I believe you can become arrogant by getting used to being the smartest person in the room (or believing you are), noticing the times you readily had insights that others lack, etc.. Confirmation bias plays in, too, since as soon as you start to conceive of yourself as knowing, unless you try very hard not to, you'll take more note of events that confirm your self-assessment than that disconfirm it.

As others have noted, arrogance as described here is closely akin to the vice of pride (which is opposed to the virtue of humility). The main distinction I would draw is that arrogance to me has a stronger social aspect--a particular way of presenting oneself, born from pride. Pride itself is a spiritual state and could (at least hypothetically) pass unnoticed if you were also good at hiding it.

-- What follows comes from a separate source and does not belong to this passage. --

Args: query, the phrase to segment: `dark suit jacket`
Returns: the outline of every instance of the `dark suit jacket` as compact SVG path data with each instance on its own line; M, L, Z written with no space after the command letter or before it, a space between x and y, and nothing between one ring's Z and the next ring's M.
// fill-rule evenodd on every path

I referred to confidence-out-of-proportion, and I think I stick with that. To my mind, a person who exhibits rational confidence in their judgement is not arrogant by definition, even if that confidence is (correctly) very high. But arrogance isn't the only way to go wrong. E.g., a software BDFL may be a jerk even if he's not arrogant, and someone who confidently makes a decision they had authority to make without consulting someone who would rather have been consulted isn't arrogant either, but may none the less have committed a faux pas. Both may be incorrectly perceived as or called arrogant.




" a strident confidence in one's judgement about some matter that's out of proportion to one's actual knowledge and experience."

vs.

"childish optimism that one can take on any challenge."

So is age the only differentiating criterion?


No. There's an important difference in tone or attitude and also in content. "I have little to nothing to learn about/from this" vs "I can [will be able to] do this". Kids can be arrogant and they can be childishly optimistic. Programmers are notoriously optimistic about our ability to quickly solve problems, but even where it's not arrogance (as I think it's usually not) I wouldn't usually call it childish optimism since (1) it has lost it's charm since more is usually at stake and (2) we expect people to grow up and do better than they did when they were nine.